Have you ever tried to convince anyone that Jesus is the only way to Heaven? If you have, did you use John 14:6 as your proof?  In this passage Jesus said, “I am the way, the truth, and the life.  No one comes to the Father except through me.”

But I challenge you to re-read that passage.  Where does it say Jesus is the only way to Heaven?  Heaven isn’t even mentioned in the passage. The passage says Jesus is the only way to the Father.

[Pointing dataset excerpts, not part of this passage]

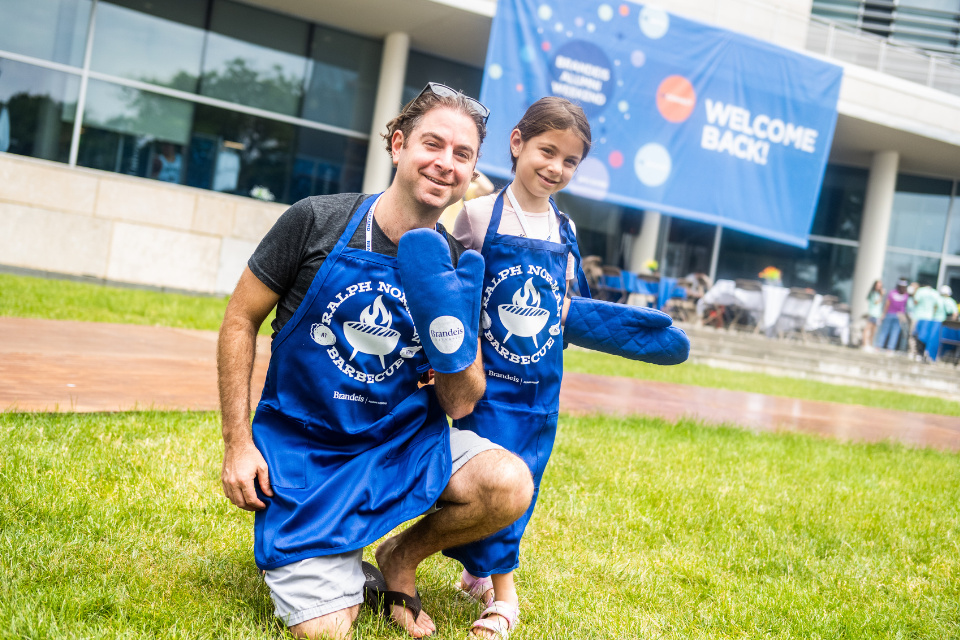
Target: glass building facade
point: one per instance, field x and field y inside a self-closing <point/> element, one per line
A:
<point x="212" y="94"/>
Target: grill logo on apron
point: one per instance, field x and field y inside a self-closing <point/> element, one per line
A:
<point x="522" y="315"/>
<point x="371" y="333"/>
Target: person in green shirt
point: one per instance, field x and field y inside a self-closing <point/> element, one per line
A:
<point x="947" y="310"/>
<point x="874" y="313"/>
<point x="923" y="305"/>
<point x="926" y="300"/>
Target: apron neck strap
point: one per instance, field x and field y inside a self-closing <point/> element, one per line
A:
<point x="522" y="217"/>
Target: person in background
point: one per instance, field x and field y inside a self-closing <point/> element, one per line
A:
<point x="925" y="301"/>
<point x="874" y="313"/>
<point x="947" y="310"/>
<point x="894" y="312"/>
<point x="479" y="186"/>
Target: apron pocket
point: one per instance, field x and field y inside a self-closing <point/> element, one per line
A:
<point x="283" y="443"/>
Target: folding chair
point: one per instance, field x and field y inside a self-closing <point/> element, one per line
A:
<point x="611" y="286"/>
<point x="796" y="310"/>
<point x="750" y="293"/>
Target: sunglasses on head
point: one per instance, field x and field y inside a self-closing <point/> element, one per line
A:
<point x="444" y="91"/>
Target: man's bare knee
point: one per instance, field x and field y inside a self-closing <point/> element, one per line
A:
<point x="333" y="626"/>
<point x="515" y="487"/>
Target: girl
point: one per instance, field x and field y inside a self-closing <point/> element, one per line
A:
<point x="531" y="256"/>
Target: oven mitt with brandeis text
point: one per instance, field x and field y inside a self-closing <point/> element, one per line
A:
<point x="637" y="333"/>
<point x="444" y="301"/>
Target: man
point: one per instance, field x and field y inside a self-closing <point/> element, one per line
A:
<point x="894" y="315"/>
<point x="923" y="306"/>
<point x="343" y="446"/>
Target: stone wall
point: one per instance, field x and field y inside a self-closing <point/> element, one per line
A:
<point x="783" y="22"/>
<point x="84" y="222"/>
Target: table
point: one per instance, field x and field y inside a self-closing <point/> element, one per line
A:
<point x="663" y="290"/>
<point x="767" y="306"/>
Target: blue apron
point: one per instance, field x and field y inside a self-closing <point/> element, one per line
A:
<point x="522" y="346"/>
<point x="352" y="446"/>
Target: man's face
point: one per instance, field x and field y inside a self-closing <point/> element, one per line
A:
<point x="436" y="164"/>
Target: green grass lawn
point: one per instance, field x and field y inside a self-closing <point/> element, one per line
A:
<point x="115" y="526"/>
<point x="28" y="297"/>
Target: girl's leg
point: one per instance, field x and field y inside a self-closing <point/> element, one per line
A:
<point x="504" y="590"/>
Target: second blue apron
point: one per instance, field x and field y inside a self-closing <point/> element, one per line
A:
<point x="352" y="446"/>
<point x="524" y="288"/>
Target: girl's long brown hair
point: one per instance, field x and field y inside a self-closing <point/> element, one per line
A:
<point x="553" y="114"/>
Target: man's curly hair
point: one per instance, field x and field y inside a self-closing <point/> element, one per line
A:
<point x="413" y="112"/>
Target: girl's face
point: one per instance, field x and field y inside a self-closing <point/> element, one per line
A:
<point x="546" y="163"/>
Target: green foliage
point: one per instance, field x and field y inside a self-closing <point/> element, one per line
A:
<point x="700" y="375"/>
<point x="26" y="297"/>
<point x="114" y="525"/>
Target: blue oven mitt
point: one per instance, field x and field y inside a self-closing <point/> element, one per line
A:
<point x="637" y="333"/>
<point x="444" y="302"/>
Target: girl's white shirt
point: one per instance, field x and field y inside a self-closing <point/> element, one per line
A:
<point x="470" y="228"/>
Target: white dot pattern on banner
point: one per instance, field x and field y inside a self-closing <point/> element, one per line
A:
<point x="446" y="333"/>
<point x="652" y="164"/>
<point x="654" y="22"/>
<point x="592" y="180"/>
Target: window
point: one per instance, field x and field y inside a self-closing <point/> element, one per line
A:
<point x="54" y="30"/>
<point x="37" y="108"/>
<point x="255" y="57"/>
<point x="135" y="132"/>
<point x="689" y="246"/>
<point x="156" y="42"/>
<point x="840" y="206"/>
<point x="342" y="79"/>
<point x="920" y="208"/>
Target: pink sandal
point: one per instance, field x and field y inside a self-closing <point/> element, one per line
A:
<point x="509" y="616"/>
<point x="476" y="588"/>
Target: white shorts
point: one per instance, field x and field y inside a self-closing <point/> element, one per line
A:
<point x="314" y="587"/>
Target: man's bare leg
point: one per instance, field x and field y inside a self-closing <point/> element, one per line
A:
<point x="333" y="626"/>
<point x="490" y="492"/>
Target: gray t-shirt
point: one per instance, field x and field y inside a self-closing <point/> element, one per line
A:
<point x="291" y="253"/>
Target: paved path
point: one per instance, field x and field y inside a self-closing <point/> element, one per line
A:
<point x="51" y="365"/>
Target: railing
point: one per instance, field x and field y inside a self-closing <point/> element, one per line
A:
<point x="845" y="43"/>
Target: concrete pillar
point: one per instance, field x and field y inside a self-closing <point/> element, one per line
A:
<point x="393" y="70"/>
<point x="645" y="246"/>
<point x="874" y="227"/>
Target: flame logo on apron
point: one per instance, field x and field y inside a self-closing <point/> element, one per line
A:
<point x="372" y="334"/>
<point x="523" y="319"/>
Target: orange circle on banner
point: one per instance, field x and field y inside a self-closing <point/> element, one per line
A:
<point x="676" y="98"/>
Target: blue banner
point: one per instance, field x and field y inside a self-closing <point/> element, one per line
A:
<point x="687" y="119"/>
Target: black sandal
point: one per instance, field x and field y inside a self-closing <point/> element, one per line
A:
<point x="377" y="597"/>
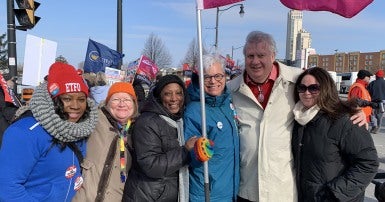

But one might say, “Yeah, but the Father is in Heaven, right?  So this is just semantics. What difference does it make how you say it?”

Well, as I understand it, it makes a significant difference.  Consider:

  • If you are a grandparent, and your grandchildren were coming for a visit; would it matter to you if your grandchildren were excited about coming because they love to play in your yard or because they were excited to see you?
  • If due to work, you’ve been separated from your spouse for over a month, would it matter to you if your spouse was excited to get home because he loves his house or because he loves you?

Of course it would matter.  One may ask, what’s the difference if Jesus is the only way to “heaven” or the “father?”  The answer is relationship.  One is a place, the other is a person.  One is a gift, the other is the giver.  Should we not be more interested in going to see our Heavenly Father than seeing the neat things that belong to our Heavenly Father?

When being with our Heavenly Father is our goal, and Heaven is a perk, we’ll have our priorities right.  Give it some thought.